OMG WHY IS WATER COMING THROUGH OUR CEILING!!!
The fear about roof penetration from solar installations is definitely in the top 3 concerns of people that are serious about installing solar power, so let’s just clear the air. I don’t personally know how every company installs solar energy panels on a roof, but I know how our company does it, and that is what I’m going to explain in this article. I also know that some people shouldn’t be doing it at all.
Installation practices vary by roof. Spanish tiles are the most expensive type roofs to install PV modules on. The reason is that we have no choice but to walk on them, and inevitably break some of the tiles. The owner must have extra tiles lying around, or we must be able to find a match ahead of time to be able to replace. If not, we cannot do the job. There is also some added time spent both drilling through them and treading carefully upon them. Wood shake shingles are particularly awful as well. The easiest and thus cheapest type of roof to install solar energy on is a composition roof.

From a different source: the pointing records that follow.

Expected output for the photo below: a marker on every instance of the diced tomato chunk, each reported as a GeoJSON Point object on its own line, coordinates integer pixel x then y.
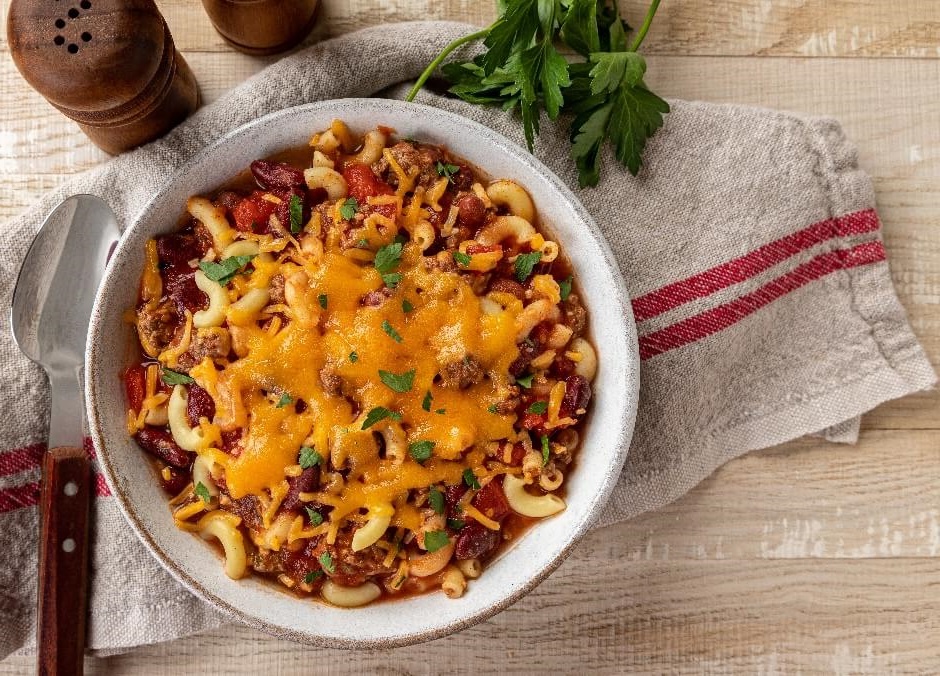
{"type": "Point", "coordinates": [135, 385]}
{"type": "Point", "coordinates": [363, 183]}
{"type": "Point", "coordinates": [253, 212]}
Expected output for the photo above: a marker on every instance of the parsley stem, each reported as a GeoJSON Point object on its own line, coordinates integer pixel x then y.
{"type": "Point", "coordinates": [443, 55]}
{"type": "Point", "coordinates": [644, 29]}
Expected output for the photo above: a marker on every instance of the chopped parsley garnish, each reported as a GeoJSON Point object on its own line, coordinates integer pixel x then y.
{"type": "Point", "coordinates": [315, 517]}
{"type": "Point", "coordinates": [470, 479]}
{"type": "Point", "coordinates": [447, 170]}
{"type": "Point", "coordinates": [349, 208]}
{"type": "Point", "coordinates": [436, 500]}
{"type": "Point", "coordinates": [203, 493]}
{"type": "Point", "coordinates": [525, 381]}
{"type": "Point", "coordinates": [538, 407]}
{"type": "Point", "coordinates": [564, 287]}
{"type": "Point", "coordinates": [175, 377]}
{"type": "Point", "coordinates": [525, 264]}
{"type": "Point", "coordinates": [296, 208]}
{"type": "Point", "coordinates": [421, 450]}
{"type": "Point", "coordinates": [392, 279]}
{"type": "Point", "coordinates": [390, 330]}
{"type": "Point", "coordinates": [435, 539]}
{"type": "Point", "coordinates": [224, 272]}
{"type": "Point", "coordinates": [378, 414]}
{"type": "Point", "coordinates": [309, 457]}
{"type": "Point", "coordinates": [388, 257]}
{"type": "Point", "coordinates": [398, 382]}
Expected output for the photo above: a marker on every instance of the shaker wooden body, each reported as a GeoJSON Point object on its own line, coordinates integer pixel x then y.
{"type": "Point", "coordinates": [110, 65]}
{"type": "Point", "coordinates": [262, 27]}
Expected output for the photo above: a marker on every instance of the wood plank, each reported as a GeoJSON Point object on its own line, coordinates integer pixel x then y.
{"type": "Point", "coordinates": [816, 28]}
{"type": "Point", "coordinates": [867, 616]}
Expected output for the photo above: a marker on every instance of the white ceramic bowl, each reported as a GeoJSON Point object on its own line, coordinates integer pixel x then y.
{"type": "Point", "coordinates": [528, 560]}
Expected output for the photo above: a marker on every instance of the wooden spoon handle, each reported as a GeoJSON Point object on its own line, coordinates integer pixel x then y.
{"type": "Point", "coordinates": [63, 561]}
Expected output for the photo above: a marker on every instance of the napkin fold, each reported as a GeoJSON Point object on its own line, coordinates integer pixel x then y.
{"type": "Point", "coordinates": [750, 245]}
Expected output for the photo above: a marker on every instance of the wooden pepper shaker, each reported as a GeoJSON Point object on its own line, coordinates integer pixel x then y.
{"type": "Point", "coordinates": [262, 27]}
{"type": "Point", "coordinates": [110, 65]}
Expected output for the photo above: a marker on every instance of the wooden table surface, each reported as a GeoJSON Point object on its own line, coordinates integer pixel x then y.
{"type": "Point", "coordinates": [808, 557]}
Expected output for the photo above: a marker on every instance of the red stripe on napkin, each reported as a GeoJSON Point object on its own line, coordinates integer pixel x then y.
{"type": "Point", "coordinates": [712, 321]}
{"type": "Point", "coordinates": [740, 269]}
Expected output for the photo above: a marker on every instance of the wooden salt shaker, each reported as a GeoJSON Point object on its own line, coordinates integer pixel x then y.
{"type": "Point", "coordinates": [110, 65]}
{"type": "Point", "coordinates": [260, 27]}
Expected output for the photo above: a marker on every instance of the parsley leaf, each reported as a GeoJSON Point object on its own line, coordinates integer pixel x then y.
{"type": "Point", "coordinates": [421, 450]}
{"type": "Point", "coordinates": [315, 517]}
{"type": "Point", "coordinates": [436, 500]}
{"type": "Point", "coordinates": [296, 209]}
{"type": "Point", "coordinates": [435, 539]}
{"type": "Point", "coordinates": [399, 383]}
{"type": "Point", "coordinates": [538, 407]}
{"type": "Point", "coordinates": [388, 257]}
{"type": "Point", "coordinates": [525, 263]}
{"type": "Point", "coordinates": [175, 377]}
{"type": "Point", "coordinates": [349, 208]}
{"type": "Point", "coordinates": [202, 492]}
{"type": "Point", "coordinates": [224, 272]}
{"type": "Point", "coordinates": [470, 479]}
{"type": "Point", "coordinates": [378, 414]}
{"type": "Point", "coordinates": [564, 286]}
{"type": "Point", "coordinates": [447, 170]}
{"type": "Point", "coordinates": [309, 457]}
{"type": "Point", "coordinates": [390, 330]}
{"type": "Point", "coordinates": [521, 70]}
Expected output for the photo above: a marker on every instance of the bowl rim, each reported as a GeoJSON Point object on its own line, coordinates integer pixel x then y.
{"type": "Point", "coordinates": [620, 444]}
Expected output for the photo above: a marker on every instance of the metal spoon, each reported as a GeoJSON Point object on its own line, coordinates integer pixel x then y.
{"type": "Point", "coordinates": [51, 307]}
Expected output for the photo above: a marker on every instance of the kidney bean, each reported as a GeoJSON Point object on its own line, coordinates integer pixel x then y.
{"type": "Point", "coordinates": [305, 483]}
{"type": "Point", "coordinates": [269, 175]}
{"type": "Point", "coordinates": [492, 501]}
{"type": "Point", "coordinates": [199, 404]}
{"type": "Point", "coordinates": [577, 395]}
{"type": "Point", "coordinates": [471, 210]}
{"type": "Point", "coordinates": [160, 443]}
{"type": "Point", "coordinates": [134, 386]}
{"type": "Point", "coordinates": [475, 541]}
{"type": "Point", "coordinates": [177, 481]}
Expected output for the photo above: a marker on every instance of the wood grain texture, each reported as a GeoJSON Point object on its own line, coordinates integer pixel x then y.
{"type": "Point", "coordinates": [809, 557]}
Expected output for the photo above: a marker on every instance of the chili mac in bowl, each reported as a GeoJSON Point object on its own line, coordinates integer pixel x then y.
{"type": "Point", "coordinates": [374, 355]}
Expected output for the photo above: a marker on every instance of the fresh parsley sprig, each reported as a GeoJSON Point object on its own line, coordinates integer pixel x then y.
{"type": "Point", "coordinates": [523, 70]}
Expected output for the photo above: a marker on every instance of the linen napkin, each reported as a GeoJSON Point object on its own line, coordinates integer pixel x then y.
{"type": "Point", "coordinates": [750, 246]}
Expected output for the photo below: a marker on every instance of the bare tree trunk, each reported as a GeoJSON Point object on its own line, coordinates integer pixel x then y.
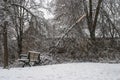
{"type": "Point", "coordinates": [92, 22]}
{"type": "Point", "coordinates": [5, 45]}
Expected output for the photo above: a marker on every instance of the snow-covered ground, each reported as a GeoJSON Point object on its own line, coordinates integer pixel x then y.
{"type": "Point", "coordinates": [72, 71]}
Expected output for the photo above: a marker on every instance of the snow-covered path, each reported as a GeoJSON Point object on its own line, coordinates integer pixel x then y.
{"type": "Point", "coordinates": [73, 71]}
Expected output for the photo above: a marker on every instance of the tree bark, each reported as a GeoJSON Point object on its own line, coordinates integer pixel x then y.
{"type": "Point", "coordinates": [5, 45]}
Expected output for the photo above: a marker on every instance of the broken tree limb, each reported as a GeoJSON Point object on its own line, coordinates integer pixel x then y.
{"type": "Point", "coordinates": [68, 30]}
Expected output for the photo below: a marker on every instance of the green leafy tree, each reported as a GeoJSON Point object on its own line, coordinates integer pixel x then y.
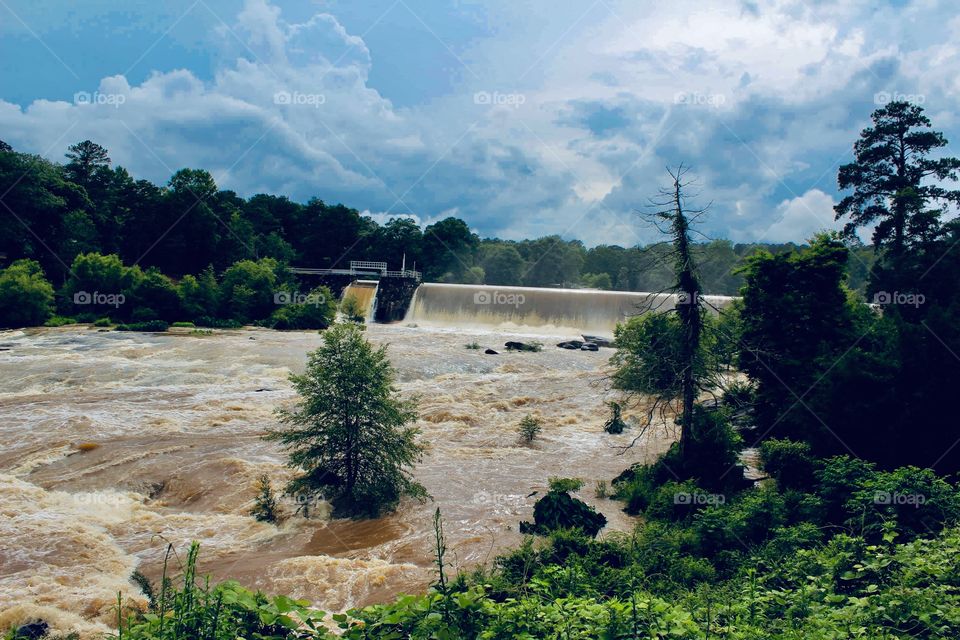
{"type": "Point", "coordinates": [349, 436]}
{"type": "Point", "coordinates": [316, 311]}
{"type": "Point", "coordinates": [529, 429]}
{"type": "Point", "coordinates": [26, 298]}
{"type": "Point", "coordinates": [247, 289]}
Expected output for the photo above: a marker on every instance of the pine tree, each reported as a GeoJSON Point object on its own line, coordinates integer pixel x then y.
{"type": "Point", "coordinates": [349, 433]}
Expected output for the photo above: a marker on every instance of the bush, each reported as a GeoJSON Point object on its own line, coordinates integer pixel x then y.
{"type": "Point", "coordinates": [149, 326]}
{"type": "Point", "coordinates": [59, 321]}
{"type": "Point", "coordinates": [318, 313]}
{"type": "Point", "coordinates": [26, 298]}
{"type": "Point", "coordinates": [529, 429]}
{"type": "Point", "coordinates": [789, 463]}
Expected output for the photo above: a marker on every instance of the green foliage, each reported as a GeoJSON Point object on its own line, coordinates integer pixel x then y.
{"type": "Point", "coordinates": [247, 289]}
{"type": "Point", "coordinates": [790, 463]}
{"type": "Point", "coordinates": [265, 508]}
{"type": "Point", "coordinates": [348, 435]}
{"type": "Point", "coordinates": [148, 326]}
{"type": "Point", "coordinates": [317, 312]}
{"type": "Point", "coordinates": [59, 321]}
{"type": "Point", "coordinates": [225, 611]}
{"type": "Point", "coordinates": [26, 298]}
{"type": "Point", "coordinates": [529, 429]}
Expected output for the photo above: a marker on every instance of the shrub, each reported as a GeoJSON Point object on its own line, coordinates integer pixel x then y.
{"type": "Point", "coordinates": [149, 326]}
{"type": "Point", "coordinates": [789, 463]}
{"type": "Point", "coordinates": [59, 321]}
{"type": "Point", "coordinates": [26, 298]}
{"type": "Point", "coordinates": [317, 313]}
{"type": "Point", "coordinates": [265, 508]}
{"type": "Point", "coordinates": [529, 429]}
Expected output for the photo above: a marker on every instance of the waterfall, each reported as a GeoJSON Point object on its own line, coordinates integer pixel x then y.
{"type": "Point", "coordinates": [568, 310]}
{"type": "Point", "coordinates": [365, 293]}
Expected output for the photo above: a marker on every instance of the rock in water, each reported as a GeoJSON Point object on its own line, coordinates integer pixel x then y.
{"type": "Point", "coordinates": [597, 340]}
{"type": "Point", "coordinates": [32, 631]}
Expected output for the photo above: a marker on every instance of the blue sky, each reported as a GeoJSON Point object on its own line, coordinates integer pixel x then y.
{"type": "Point", "coordinates": [523, 118]}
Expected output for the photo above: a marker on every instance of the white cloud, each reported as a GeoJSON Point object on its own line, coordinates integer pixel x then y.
{"type": "Point", "coordinates": [800, 218]}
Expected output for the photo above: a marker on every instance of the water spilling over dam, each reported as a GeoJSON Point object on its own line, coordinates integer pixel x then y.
{"type": "Point", "coordinates": [573, 310]}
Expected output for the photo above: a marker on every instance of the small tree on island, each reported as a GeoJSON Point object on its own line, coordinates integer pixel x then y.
{"type": "Point", "coordinates": [529, 429]}
{"type": "Point", "coordinates": [349, 433]}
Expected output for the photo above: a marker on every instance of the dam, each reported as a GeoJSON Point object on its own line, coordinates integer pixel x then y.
{"type": "Point", "coordinates": [522, 308]}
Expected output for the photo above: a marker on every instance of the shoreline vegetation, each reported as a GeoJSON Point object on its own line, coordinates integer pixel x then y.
{"type": "Point", "coordinates": [853, 532]}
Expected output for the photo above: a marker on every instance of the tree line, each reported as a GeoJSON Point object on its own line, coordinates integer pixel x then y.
{"type": "Point", "coordinates": [53, 212]}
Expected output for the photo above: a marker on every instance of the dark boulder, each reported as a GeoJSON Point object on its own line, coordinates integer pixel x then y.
{"type": "Point", "coordinates": [599, 341]}
{"type": "Point", "coordinates": [522, 346]}
{"type": "Point", "coordinates": [32, 631]}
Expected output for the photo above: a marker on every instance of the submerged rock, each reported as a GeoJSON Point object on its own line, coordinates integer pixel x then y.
{"type": "Point", "coordinates": [599, 341]}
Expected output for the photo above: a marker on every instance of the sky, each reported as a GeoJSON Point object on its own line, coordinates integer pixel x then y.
{"type": "Point", "coordinates": [523, 118]}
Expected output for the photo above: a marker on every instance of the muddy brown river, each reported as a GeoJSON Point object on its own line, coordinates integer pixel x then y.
{"type": "Point", "coordinates": [113, 444]}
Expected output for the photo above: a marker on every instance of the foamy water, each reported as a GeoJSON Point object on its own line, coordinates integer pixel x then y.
{"type": "Point", "coordinates": [177, 422]}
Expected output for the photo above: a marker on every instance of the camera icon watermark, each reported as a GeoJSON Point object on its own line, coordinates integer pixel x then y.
{"type": "Point", "coordinates": [97, 298]}
{"type": "Point", "coordinates": [698, 99]}
{"type": "Point", "coordinates": [295, 297]}
{"type": "Point", "coordinates": [882, 98]}
{"type": "Point", "coordinates": [499, 298]}
{"type": "Point", "coordinates": [897, 297]}
{"type": "Point", "coordinates": [894, 498]}
{"type": "Point", "coordinates": [698, 499]}
{"type": "Point", "coordinates": [297, 99]}
{"type": "Point", "coordinates": [111, 99]}
{"type": "Point", "coordinates": [497, 99]}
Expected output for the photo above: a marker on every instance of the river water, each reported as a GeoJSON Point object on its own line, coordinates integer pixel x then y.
{"type": "Point", "coordinates": [112, 444]}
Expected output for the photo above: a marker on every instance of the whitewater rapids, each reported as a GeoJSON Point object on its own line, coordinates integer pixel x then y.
{"type": "Point", "coordinates": [112, 444]}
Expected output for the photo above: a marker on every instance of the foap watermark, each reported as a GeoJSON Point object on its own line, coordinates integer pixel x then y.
{"type": "Point", "coordinates": [97, 298]}
{"type": "Point", "coordinates": [886, 97]}
{"type": "Point", "coordinates": [111, 99]}
{"type": "Point", "coordinates": [894, 498]}
{"type": "Point", "coordinates": [699, 99]}
{"type": "Point", "coordinates": [699, 499]}
{"type": "Point", "coordinates": [298, 99]}
{"type": "Point", "coordinates": [295, 297]}
{"type": "Point", "coordinates": [497, 99]}
{"type": "Point", "coordinates": [499, 298]}
{"type": "Point", "coordinates": [897, 297]}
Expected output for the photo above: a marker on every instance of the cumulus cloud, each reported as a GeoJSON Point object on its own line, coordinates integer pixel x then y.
{"type": "Point", "coordinates": [801, 217]}
{"type": "Point", "coordinates": [560, 121]}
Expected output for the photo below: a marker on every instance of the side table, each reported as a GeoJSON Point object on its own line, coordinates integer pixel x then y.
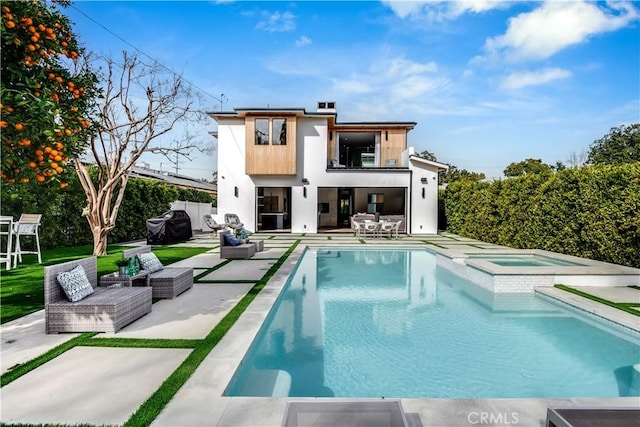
{"type": "Point", "coordinates": [115, 279]}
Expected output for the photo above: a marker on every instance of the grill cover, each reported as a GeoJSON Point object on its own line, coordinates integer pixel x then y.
{"type": "Point", "coordinates": [170, 227]}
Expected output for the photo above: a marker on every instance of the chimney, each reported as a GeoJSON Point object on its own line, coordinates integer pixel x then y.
{"type": "Point", "coordinates": [326, 107]}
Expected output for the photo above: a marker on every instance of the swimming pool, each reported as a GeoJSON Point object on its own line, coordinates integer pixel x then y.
{"type": "Point", "coordinates": [393, 323]}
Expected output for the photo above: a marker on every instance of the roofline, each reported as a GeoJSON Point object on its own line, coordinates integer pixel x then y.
{"type": "Point", "coordinates": [242, 112]}
{"type": "Point", "coordinates": [419, 159]}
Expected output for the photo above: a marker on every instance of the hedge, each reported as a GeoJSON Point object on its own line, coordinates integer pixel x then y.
{"type": "Point", "coordinates": [62, 222]}
{"type": "Point", "coordinates": [591, 212]}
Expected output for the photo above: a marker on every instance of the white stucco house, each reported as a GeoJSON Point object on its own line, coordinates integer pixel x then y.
{"type": "Point", "coordinates": [290, 170]}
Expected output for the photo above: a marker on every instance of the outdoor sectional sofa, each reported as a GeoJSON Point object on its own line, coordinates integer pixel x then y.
{"type": "Point", "coordinates": [168, 282]}
{"type": "Point", "coordinates": [105, 310]}
{"type": "Point", "coordinates": [242, 251]}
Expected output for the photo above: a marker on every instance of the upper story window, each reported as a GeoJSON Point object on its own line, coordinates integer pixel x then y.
{"type": "Point", "coordinates": [274, 130]}
{"type": "Point", "coordinates": [262, 131]}
{"type": "Point", "coordinates": [279, 134]}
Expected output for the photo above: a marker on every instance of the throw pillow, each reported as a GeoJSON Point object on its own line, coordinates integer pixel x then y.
{"type": "Point", "coordinates": [150, 262]}
{"type": "Point", "coordinates": [231, 239]}
{"type": "Point", "coordinates": [75, 284]}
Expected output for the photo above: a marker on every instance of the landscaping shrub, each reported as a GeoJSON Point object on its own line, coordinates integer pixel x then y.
{"type": "Point", "coordinates": [591, 212]}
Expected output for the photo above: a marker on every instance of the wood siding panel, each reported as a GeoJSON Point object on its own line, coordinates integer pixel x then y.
{"type": "Point", "coordinates": [271, 159]}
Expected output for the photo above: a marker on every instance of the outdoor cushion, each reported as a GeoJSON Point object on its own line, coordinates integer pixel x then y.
{"type": "Point", "coordinates": [75, 284]}
{"type": "Point", "coordinates": [150, 262]}
{"type": "Point", "coordinates": [231, 240]}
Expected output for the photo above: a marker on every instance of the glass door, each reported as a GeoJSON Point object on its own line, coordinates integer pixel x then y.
{"type": "Point", "coordinates": [345, 206]}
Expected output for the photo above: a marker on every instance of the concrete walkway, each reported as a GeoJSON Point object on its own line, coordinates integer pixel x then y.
{"type": "Point", "coordinates": [106, 385]}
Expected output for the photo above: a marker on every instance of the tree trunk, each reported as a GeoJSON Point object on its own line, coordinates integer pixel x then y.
{"type": "Point", "coordinates": [99, 241]}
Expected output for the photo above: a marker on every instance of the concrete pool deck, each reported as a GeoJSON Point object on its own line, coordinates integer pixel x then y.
{"type": "Point", "coordinates": [105, 385]}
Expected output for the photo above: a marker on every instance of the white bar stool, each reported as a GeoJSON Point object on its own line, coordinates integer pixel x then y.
{"type": "Point", "coordinates": [6, 229]}
{"type": "Point", "coordinates": [27, 225]}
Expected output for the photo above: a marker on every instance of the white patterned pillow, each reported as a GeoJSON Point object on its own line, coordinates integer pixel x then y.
{"type": "Point", "coordinates": [149, 261]}
{"type": "Point", "coordinates": [75, 284]}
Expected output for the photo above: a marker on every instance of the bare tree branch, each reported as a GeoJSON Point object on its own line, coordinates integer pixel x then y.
{"type": "Point", "coordinates": [141, 104]}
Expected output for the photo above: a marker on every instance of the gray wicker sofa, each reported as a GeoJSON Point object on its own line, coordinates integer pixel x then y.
{"type": "Point", "coordinates": [106, 310]}
{"type": "Point", "coordinates": [168, 282]}
{"type": "Point", "coordinates": [242, 251]}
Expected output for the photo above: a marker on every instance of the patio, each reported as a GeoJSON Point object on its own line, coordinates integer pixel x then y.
{"type": "Point", "coordinates": [99, 384]}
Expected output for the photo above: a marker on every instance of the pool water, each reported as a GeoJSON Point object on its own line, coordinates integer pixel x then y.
{"type": "Point", "coordinates": [524, 260]}
{"type": "Point", "coordinates": [392, 323]}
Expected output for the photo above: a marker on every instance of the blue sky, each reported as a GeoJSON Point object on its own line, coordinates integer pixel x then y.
{"type": "Point", "coordinates": [488, 82]}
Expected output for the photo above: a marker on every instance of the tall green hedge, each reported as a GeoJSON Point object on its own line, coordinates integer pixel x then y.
{"type": "Point", "coordinates": [592, 212]}
{"type": "Point", "coordinates": [63, 224]}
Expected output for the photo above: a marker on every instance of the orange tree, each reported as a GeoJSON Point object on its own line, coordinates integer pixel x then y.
{"type": "Point", "coordinates": [47, 94]}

There is a unique benefit to the flat, tar-and-gravel roofs and the flat polyurethane foam ones, because you can aim the photovoltaic modules in any orientation or tilt you desire, although to build that scaffolding to put them on costs a few bucks extra. With a pitched roof you are often limited to the orientation and tilt provided by the roof, which, if perfect already, is going to be cheaper than doing a flat roof.
|Spanish Tile||Tar and Gravel||Wood Shake||Composition|
Here are some notes:
- Yes, we stick giant lag bolts into your beams like the one with fastjack in the picture above.
- Panels aren’t that heavy. Most of the coding requirements come from “upforce.” Basically there is way more danger to the panels catching air like a sail and ripping off your roof than there is to them weighing too much and pushing through your roof. If they are bolted to the rafters then they are attached to the infrastructure of your house and not the roof, and there are no worries.
- We’ve never had a customer have a leaky roof because of a solar installation we have performed, and we’ve been around 30 years. The sealant we use is very high grade and warrantied for 50 years.
- A huge amount of labor is spent finding the exact center of the rafters. There are new mounting products coming out that will reduce this labor.
- We can coordinate with a roofer so that we come in and put the posts in, they do the roof, then we come back and do the install.
- It’s about $1000 bucks (of course that could be less or more based on size) to pop off existing panels to let a roofer do his thing, and then put them back on, so never let doing your roof stop you from getting solar. It’s almost always better to start saving money on energy today.